The Influence of 5-Lipoxygenase on Alzheimer’s Disease-Related Tau Pathology: In Vivo and In Vitro Evidence


      Intracellular deposition of tau protein is a hallmark lesion of Alzheimer’s disease. Although it is known this event is secondary to excessive tau phosphorylation, the mechanisms involved remain unknown. We previously reported that the enzyme 5-Lipoxygenase (5LO) acts as a modulator of Aβ peptides formation in vivo, and here we investigate its influence on tau protein.


      Tg2576 mice overexpressing neuronal 5LO were generated and its contribution to endogenous tau levels and metabolism investigated.


      Although no differences were noted in the levels of total tau for both groups, compared with controls, Tg2576 mice overexpressing 5LO had a significant increase in the phosphorylation state of tau at S396 and S396/S404, as recognized by the antibodies PHF-13 and PHF-1, respectively.
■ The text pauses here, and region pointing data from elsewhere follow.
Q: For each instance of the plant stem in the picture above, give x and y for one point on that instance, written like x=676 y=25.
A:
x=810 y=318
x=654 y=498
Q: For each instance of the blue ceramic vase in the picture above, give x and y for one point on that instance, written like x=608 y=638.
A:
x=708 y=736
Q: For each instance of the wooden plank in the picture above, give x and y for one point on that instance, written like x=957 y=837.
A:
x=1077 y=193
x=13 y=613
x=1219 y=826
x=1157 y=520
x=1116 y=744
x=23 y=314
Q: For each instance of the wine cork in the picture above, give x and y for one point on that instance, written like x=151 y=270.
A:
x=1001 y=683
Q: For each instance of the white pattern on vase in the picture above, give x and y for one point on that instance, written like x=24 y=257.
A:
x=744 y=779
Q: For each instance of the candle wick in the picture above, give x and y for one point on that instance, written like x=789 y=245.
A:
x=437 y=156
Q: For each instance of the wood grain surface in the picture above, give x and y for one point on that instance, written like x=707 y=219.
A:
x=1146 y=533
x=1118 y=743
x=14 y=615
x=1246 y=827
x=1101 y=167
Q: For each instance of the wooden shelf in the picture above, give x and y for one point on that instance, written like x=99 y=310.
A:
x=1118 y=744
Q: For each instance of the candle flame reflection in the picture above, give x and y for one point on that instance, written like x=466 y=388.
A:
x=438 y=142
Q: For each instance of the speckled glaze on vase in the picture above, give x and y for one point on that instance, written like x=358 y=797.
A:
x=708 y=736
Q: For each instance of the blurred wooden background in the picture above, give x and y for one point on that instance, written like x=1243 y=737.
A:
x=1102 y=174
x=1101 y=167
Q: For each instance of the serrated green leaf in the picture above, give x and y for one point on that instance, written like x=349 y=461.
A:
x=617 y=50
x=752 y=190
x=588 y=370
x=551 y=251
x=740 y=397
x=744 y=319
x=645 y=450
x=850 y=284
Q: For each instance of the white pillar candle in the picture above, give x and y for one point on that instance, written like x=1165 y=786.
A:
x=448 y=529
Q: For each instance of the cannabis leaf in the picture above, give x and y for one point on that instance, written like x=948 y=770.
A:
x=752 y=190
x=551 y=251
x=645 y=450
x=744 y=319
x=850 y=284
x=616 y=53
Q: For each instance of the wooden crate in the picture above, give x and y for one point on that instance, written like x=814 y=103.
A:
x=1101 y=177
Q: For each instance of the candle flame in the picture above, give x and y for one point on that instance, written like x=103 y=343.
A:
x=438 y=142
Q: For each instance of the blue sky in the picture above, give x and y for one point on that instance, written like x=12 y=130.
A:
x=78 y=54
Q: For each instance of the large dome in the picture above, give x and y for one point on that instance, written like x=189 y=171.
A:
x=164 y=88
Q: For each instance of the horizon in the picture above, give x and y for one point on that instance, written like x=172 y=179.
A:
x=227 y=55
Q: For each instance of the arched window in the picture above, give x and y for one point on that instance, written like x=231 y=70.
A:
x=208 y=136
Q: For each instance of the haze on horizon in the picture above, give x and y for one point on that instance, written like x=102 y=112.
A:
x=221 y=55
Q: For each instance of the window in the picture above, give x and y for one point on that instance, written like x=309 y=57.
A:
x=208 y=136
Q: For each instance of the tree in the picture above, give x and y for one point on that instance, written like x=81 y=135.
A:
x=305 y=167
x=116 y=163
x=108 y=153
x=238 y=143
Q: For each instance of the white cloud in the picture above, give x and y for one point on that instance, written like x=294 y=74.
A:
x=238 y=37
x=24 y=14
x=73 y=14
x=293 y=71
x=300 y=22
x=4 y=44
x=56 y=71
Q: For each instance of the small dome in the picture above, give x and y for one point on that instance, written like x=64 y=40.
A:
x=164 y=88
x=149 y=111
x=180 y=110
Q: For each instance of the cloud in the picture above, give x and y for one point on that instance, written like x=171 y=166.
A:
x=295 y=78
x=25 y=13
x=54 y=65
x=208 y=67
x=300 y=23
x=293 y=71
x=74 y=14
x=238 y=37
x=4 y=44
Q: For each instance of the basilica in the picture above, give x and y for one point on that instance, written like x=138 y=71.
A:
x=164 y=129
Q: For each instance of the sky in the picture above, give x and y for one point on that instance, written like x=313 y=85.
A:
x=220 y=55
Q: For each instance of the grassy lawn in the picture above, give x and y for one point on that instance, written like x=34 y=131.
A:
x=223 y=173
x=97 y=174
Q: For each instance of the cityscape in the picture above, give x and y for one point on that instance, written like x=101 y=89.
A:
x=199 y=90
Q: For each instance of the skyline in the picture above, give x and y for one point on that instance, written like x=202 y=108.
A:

By contrast, no phosphorylation changes were observed in other tau epitopes. This increase was associated with a significant elevation in cyclin dependent kinase-5 but not other kinases that have been involved in tau phosphorylation. Additionally, mice overexpressing 5LO had biochemical evidence of altered synaptic integrity because they manifested a reduction in PSD-95, synaptophysin and MAP2.


      This study demonstrates a new role for 5LO in regulating endogenous tau metabolism in the central nervous system and supports the hypothesis that its pharmacologic inhibition could be beneficial for Alzheimer’s disease-related tau neuropathology.